A MP perde validade se não cumprir todo o rito legislativo até as 23h59 desta quarta-feira (9) e ainda precisa ser aprovada na Comissão Mista, no plenário da Câmara e no plenário do Senado. Em seguida, deve ser sancionada pelo presidente da República.
O texto é essencial para a equipe econômica fechar as contas em 2026 e entregar a meta fiscal de superávit de 0,25% do Produto Interno Bruto (PIB), com um potencial de arrecadação de R$ 17 bilhões somente no ano que vem.
“Depois dos esclarecimentos feitos, parece que o calendário agora vai seguir o seu caminho, evidentemente com aval do governo”, disse Haddad, confiante na aprovação da matéria, após uma reunião com o presidente do Senado, Davi Alcolumbre (União-AP). “Obviamente, como em qualquer acordo, houve concessões mútuas, da Câmara, do Senado e do próprio governo, para se chegar a um texto com grandes chances de ser votado”, acrescentou.
Superada a discussão sobre manter a isenção das Letras de Crédito do Agronegócio (LCAs) e Letras de Crédito Imobiliário (LCIs), o impasse no Congresso ao longo desta terça-feira foi sobre a decisão de Carlos Zarattini de retirar da MP a majoração do imposto das bets, de 12% para 18%. A mudança foi anunciada nas primeiras horas da manhã e desagradou aos senadores.
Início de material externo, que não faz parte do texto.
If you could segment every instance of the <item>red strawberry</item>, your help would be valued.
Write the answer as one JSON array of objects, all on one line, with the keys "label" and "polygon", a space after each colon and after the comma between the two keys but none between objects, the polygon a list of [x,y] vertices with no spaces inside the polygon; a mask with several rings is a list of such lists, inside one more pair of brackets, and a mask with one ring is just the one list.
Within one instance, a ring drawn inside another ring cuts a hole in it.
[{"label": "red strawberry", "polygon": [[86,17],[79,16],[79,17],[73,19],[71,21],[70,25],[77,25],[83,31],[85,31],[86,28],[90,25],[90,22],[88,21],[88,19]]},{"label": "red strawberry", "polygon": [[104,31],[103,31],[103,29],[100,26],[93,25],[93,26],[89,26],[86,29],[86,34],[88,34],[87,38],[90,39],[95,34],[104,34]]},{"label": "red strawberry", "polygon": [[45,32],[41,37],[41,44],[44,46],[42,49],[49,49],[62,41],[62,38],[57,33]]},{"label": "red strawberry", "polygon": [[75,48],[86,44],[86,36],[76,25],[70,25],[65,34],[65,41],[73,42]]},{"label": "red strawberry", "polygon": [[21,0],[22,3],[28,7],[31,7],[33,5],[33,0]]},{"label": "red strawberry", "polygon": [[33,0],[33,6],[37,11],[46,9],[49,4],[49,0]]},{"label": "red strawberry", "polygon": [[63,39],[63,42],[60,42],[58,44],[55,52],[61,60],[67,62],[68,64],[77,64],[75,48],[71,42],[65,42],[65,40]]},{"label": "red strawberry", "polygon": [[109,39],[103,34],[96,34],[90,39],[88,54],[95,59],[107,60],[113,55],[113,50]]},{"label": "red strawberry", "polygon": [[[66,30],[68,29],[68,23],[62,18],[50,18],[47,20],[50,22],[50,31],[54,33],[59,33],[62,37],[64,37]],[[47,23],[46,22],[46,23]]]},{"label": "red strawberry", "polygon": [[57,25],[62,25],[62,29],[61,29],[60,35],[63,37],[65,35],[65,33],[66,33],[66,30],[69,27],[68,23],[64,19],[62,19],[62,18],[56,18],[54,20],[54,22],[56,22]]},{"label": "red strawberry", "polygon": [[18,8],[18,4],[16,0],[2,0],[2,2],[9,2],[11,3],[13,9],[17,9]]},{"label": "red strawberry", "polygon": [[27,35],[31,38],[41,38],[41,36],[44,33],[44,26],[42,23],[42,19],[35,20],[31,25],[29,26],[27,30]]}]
Em contrapartida, o relatório cria o Regime Especial de Regularização de Bens Cambial e Tributária, o ERCT Litígio Zero Bets, que abre espaço para cobrança retroativa de recursos não declarados. Os impostos retroativos vão somar 30%, sendo 15% de taxa e 15% de multa, mas com a condição de não haver majoração daqui em diante para 18%.